Why Interactions Slow in Space

On Earth, convection—the rising of warmer fluid and sinking of cooler fluid—helps mix liquids and increases the frequency with which viral phages encounter bacterial cells. In the near-weightless environment of the ISS, that convective mixing is absent, so viruses and bacteria met far less often. The overall pace of infection, growth, and evolutionary change therefore moved much more slowly in orbit.

How Microbes Adapted

Faced with fewer host contacts, many T7 phages rapidly evolved novel ways to locate and attach to E. coli. The bacteria in turn altered surface features, including receptor changes, to resist viral attachment. In short, both sides shifted strategies: phages improved attachment efficiency while bacteria tweaked defenses.

Microgravity Rewires Microbes: ISS Study Shows Phages Evolve New Attachment Tricks—Potential for UTI Therapies
E. coli growing on Eosin methylene blue media.

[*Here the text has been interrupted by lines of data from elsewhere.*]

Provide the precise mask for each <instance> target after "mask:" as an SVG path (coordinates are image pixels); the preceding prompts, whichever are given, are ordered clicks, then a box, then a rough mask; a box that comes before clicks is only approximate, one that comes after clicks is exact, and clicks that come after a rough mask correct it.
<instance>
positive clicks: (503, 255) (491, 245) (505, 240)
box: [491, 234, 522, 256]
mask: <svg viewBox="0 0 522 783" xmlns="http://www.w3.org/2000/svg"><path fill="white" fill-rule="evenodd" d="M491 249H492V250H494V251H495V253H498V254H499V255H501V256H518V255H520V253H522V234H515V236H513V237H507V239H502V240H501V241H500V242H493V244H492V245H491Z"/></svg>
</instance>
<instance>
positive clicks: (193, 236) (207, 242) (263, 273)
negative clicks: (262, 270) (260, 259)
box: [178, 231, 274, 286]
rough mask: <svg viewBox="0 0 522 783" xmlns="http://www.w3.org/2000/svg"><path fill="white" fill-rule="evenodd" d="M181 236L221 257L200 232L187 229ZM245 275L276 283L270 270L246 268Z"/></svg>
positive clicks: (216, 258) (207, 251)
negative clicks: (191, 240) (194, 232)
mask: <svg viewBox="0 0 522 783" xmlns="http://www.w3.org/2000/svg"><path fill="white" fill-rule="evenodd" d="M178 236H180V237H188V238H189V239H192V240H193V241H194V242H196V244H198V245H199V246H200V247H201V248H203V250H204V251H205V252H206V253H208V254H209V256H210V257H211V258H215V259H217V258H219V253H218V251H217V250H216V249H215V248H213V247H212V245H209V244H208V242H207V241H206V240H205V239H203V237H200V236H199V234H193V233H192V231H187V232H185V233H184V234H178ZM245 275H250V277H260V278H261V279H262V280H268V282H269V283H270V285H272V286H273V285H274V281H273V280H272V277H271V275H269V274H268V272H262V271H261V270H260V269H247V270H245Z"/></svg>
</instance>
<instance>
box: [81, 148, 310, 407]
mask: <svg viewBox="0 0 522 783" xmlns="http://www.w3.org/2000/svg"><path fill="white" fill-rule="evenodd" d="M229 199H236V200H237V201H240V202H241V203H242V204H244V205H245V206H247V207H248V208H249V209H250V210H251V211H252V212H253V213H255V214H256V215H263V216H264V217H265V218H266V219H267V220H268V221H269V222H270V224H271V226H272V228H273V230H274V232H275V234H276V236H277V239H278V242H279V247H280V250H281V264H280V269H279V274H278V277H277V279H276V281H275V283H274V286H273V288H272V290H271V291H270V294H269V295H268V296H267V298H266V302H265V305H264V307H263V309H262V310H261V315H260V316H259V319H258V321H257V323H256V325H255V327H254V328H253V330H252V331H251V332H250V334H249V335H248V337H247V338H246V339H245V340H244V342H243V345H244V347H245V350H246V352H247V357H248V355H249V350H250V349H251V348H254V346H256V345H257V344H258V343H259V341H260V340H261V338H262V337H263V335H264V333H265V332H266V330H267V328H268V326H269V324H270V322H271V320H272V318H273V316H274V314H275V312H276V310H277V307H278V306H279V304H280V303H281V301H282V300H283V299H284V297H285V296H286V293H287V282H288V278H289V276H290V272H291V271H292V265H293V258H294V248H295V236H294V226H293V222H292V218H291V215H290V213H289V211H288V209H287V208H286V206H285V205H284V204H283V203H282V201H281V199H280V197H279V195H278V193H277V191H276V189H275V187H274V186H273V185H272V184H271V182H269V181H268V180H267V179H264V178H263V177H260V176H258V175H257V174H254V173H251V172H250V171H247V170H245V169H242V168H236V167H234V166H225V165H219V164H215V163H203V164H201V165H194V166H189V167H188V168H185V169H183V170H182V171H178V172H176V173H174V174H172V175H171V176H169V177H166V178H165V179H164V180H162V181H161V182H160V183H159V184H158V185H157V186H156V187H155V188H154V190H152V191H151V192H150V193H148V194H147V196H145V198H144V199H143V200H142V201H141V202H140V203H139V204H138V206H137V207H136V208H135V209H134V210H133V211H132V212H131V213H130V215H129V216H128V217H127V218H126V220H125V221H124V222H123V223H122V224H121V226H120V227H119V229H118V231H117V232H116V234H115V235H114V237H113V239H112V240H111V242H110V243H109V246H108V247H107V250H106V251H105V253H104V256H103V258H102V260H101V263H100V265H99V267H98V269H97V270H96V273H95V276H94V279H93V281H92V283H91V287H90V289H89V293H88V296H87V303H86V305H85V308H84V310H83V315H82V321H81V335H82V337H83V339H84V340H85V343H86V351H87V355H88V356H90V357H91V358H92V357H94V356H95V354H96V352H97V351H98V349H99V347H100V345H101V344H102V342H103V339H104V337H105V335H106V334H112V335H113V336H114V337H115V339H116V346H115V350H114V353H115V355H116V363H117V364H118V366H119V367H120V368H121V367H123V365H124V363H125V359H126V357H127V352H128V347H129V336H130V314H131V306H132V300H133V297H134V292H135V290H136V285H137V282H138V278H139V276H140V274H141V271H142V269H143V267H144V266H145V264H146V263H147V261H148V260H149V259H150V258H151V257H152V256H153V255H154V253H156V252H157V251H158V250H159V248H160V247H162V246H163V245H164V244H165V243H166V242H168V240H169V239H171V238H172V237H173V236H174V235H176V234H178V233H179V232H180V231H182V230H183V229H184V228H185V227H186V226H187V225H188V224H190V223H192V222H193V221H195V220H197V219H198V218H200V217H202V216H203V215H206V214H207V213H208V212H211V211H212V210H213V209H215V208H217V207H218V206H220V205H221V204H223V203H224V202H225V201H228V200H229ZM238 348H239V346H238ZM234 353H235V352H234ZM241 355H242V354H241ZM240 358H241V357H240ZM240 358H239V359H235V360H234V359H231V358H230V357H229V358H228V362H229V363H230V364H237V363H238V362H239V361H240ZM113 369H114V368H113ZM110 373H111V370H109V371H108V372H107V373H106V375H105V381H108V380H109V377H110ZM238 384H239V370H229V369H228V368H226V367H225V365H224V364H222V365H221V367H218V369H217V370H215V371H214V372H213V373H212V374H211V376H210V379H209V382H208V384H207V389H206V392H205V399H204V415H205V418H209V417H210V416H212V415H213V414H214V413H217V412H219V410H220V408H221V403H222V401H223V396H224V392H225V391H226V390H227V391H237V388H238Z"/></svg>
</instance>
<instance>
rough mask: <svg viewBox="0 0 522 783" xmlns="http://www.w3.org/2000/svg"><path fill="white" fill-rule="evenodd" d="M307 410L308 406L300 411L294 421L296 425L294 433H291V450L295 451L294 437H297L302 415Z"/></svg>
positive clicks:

Returned Samples and Practical Findings

When the space-evolved cultures were returned to Earth and tested, some of the phages that had developed new attachment mechanisms were actually better at targeting the strains that cause urinary tract infections. That result suggests microgravity-driven evolution could inspire or improve phage-based therapies.

"These results show how space can help us improve the activity of phage therapies," said Charlie Mo, assistant professor in the Department of Bacteriology at UW–Madison, who was not involved in the study.

Limitations and Future Directions

Despite the promise, deploying this approach at scale faces major hurdles. Launching biological samples into orbit and returning them safely without contamination is still costly and technically demanding. New methods for space-based manufacturing and secure sample recovery are under development; if access to space becomes cheaper and safer, microgravity experiments could open new paths for medical and biotechnological discoveries.